PROUD: U.S. Rep. Allyson Schwartz says she is proud of the role she played in passing the Affordable Care Act. Will Pennsylvania Democratic voters agree with her?
The ad, which began airing today across Pennsylvania, bucks the national trend of Democrats running away from the Affordable Care Act in ads and on the campaign trail.
“I worked with President Obama on the Affordable Care Act and getting health coverage to all Americans,” Schwartz says in the ad. “It was my legislation that said insurance companies can no longer deny coverage for kids with pre-existing conditions.”
It’s already been labeled the most pro-Obamacare campaign ad of the year — so far — after Schwartz unveiled the ad in the friendly confines of MSNBC during a Monday night appearance on The Last Word with Lawrence O’Donnell.
As the only member of Congress in the six-way Democratic primary field in Pennsylvania, Schwartz can set herself apart from the rest of the pack by talking about her work in Washington, which she seems willing to do, despite the potential liabilities it could cause in a general election.

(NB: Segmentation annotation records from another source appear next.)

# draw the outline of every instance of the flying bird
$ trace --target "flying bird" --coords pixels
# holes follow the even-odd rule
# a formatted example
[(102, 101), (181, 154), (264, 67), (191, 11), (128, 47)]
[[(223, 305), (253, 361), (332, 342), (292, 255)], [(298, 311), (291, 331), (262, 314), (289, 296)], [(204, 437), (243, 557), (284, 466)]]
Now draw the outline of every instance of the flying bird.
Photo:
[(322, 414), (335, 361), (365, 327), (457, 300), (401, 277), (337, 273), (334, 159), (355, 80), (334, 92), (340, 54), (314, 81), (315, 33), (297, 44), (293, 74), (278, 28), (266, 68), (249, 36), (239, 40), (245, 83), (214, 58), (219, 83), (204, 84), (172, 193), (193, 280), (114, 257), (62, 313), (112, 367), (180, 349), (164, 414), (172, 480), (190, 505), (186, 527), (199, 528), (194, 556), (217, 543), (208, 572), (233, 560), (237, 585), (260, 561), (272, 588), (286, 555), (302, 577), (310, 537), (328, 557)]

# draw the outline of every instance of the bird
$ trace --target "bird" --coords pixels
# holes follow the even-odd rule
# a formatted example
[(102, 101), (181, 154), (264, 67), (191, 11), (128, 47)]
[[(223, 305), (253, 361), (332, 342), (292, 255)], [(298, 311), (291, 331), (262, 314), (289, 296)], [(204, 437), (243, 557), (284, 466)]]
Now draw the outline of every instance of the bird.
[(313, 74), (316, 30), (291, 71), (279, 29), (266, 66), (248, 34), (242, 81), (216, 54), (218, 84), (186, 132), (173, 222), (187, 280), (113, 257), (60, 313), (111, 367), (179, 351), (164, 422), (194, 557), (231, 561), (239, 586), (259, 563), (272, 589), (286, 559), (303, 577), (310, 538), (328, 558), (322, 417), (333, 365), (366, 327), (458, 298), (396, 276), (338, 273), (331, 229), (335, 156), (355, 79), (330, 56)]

“It’s something unique she can bring to the table,” said Chris Borick, a pollster and professor of political science at Muhlenberg College in Allentown. “And after all, this is a Democratic primary, so it probably plays pretty well to be able to say she voted for it and she supported it.”
Trailing in the polls and looking for a way to shake-up the race, Schwartz probably hopes to appeal to more-liberal-than-average votes who have disproportionate weight in the primary election. But it’s a risky move at a time when most voters are skeptical that the ACA is delivering its promised benefits.
Borick is set to release a poll next week examining Pennsylvanians’ attitudes towards Obamacare. Though he could not share specific data yet, he said the results generally are in line with what other polls have captured — support levels remain low, in some cases lower than when the legislation went into effect last year, he said.
If those facts don’t change and Schwartz ends up as the nominee, Republicans would love to use this ad against her.
Here’s a taste of what you can expect.
“Congresswoman Schwartz has embraced an extreme liberal agenda in Washington, DC and the disastrous healthcare takeover she helped to write and force upon hardworking Pennsylvanians,” Corbett campaign manager Mike Barley said in a statement Tuesday.
In the new ad, Schwartz also promises to accept federal money for Medicaid expansion in Pennsylvania.
Corbett refused to accept the Medicaid expansion component of the ACA and has instead worked with the federal Department of Health and Human Services to craft a new program called Healthy Pennsylvania to expand state-run insurance options. It has not yet been approved by the feds.
But on that point, Schwartz is less than unique. Democrats of all stripes, including the whole primary field, have spent the past two years criticizing Corbett and legislative Republicans for blocking Medicaid expansion.
Even without the expansion, Pennsylvania’s Medicaid rolls have grown by 18,000 since October, the Pittsburgh Post-Gazette reported Tuesday, citing numbers from the state Department of Public Welfare.
More than 2.2 million Pennsylvanians are on Medicaid. That’s about one of every six residents of the state.